BC: People who are watching you make their judgments, but they find it disconcerting. When L.I.E. was shown to these 18 ladies in Orange County, they gave it an NC-17 rather than R rating because they were genuinely disturbed by the subject. But they were also very disturbed by my character, because they found themselves liking him. And their own censorious nature kept saying, "But we cannot like somebody like this; we have to condemn the film." And, of course, that's true about life, true about all these kids who are Palestinian bombers -- we say their acts of terrorism are evil. But they are done by our fellow human beings, and not by some alien force. Their makeup is our makeup. But it's distorted; it's bent in some way. I think that is important for me to look at as an actor

B&N.com: Do you want to bring the audience to a place where they're realizing something, not just cerebrally, but viscerally?

BC: Yes, it has to work viscerally more than anything else. It's not something that is intellectual. It's a feeling where people sense something and go, "Oh my god! That's around us. It's what we all contain." My view of man as we enter the 21st century is that we still have only a nodding acquaintance with civilization. We look at things in a censorious way instead of looking at them in a way of understanding. We aren't truthful with our own motivations.
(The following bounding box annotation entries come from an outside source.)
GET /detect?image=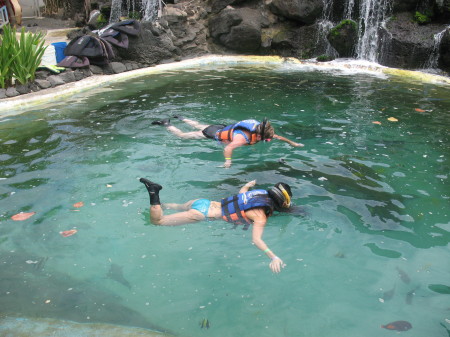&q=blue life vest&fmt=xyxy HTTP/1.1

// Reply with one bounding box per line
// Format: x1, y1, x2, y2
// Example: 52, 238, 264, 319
215, 119, 261, 145
221, 190, 274, 230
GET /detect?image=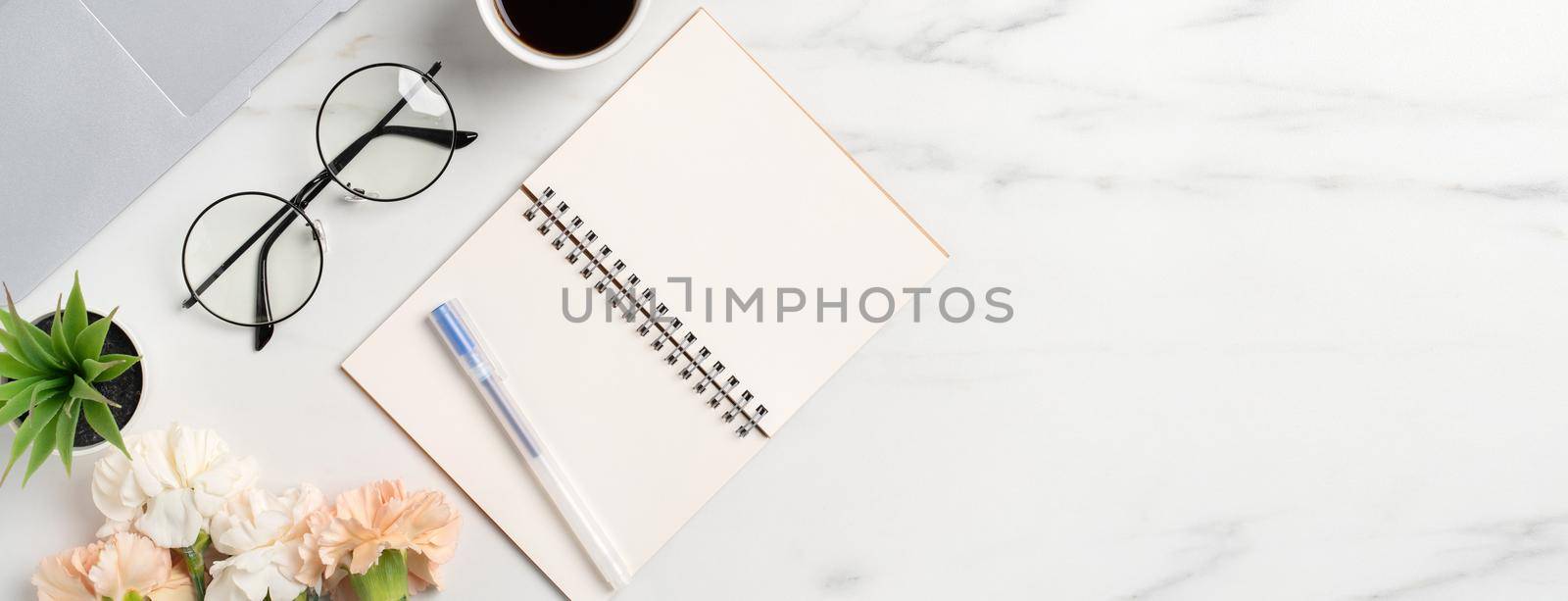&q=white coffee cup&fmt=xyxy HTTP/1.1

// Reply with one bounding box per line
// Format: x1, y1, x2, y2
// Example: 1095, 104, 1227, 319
476, 0, 651, 71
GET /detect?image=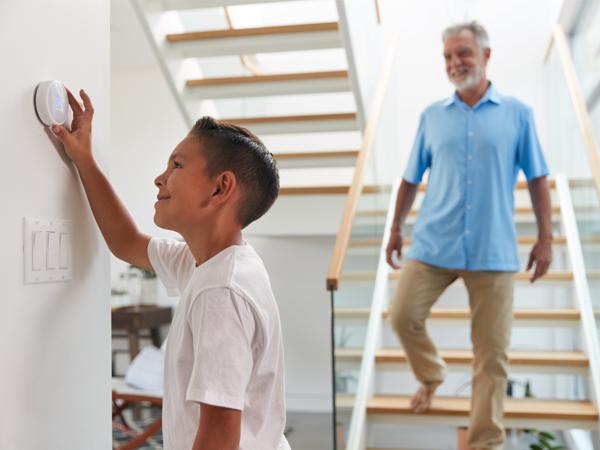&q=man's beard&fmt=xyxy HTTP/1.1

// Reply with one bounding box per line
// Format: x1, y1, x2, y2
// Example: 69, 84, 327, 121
450, 67, 483, 91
And the work that it requires to go beyond that is huge work that a marketing, industrial, commercial world does not encourage. Politics doesn't encourage it; religions don't encourage it; nothing encourages that.

B&N.com: Do you think it's easier to see evil outside of oneself?

BC: Oh, absolutely. It's very reassuring. There's something very reassuring when you see the priest handcuffed and you go "Yeah! Yeah! Yeah!" But then you look at the man's face, and you say, "This is a very handsome, elderly, rather noble-looking man. A man with enormous dignity." And that nobility and dignity doesn't get into a face without reason.

B&N.com: Do you think it's these insights that make you so good at playing bad guys?

BC: Yes, I suppose so. I do get a wee bit concerned about being conceived as the bad guy too often. I do play good guys, but audiences never remember the good guys. They only remember the bad guys. It's a little bit limiting, because I think that I'm much more of an all-rounder than that. In fact, I've just done the season finale of Frasier, where I played Daphne's father. It was one of the best jobs ever. They are consummately gifted comic actors on that show, Kelsey Grammer, David Hyde Pierce, John Mahoney, Peri Gilpin, Jane Leeves, and Millicent Martin, who played my wife. They're just the most wonderful bunch of people to work with. It was a great, great time. I love comedy. I've always seen myself as more of a comedian.

B&N.com: I've heard that you played the clown when you were growing up.

BC: I did. When I was a kid, I found that playing the clown was the one thing that got me through. Childhood is one of the cruelest times of your life. And I don't care what anybody says, children have no charm for me -- I mean apart from my own baby. Of course, he's kind of innocent; he's only three months old. But the monstrosity of what children do to one another amazes me. It gets quite brutal and quite offensive. Children can be the quintessence of greed sometimes. And I found my childhood very rough in that way. I grew up in the East Coast of Scotland. I had some very good friends when I was growing up, but still it was very, very rough. Kids were monstrous to one another. But one had to survive, and you either became the leader of the pack or you played your role, and my role was the clown. That's one of the reasons that my acting is the way it is, because I always look for the humor in what I do.

B&N.com: Would you like to do more comedy?

BC: Absolutely. I haven't done nearly enough for my own liking. Working on something like Frasier was like a cherry on a cake. So as long as I'm also able to do that kind of work, which is so opposite from something like L.I.E., then I have the best job.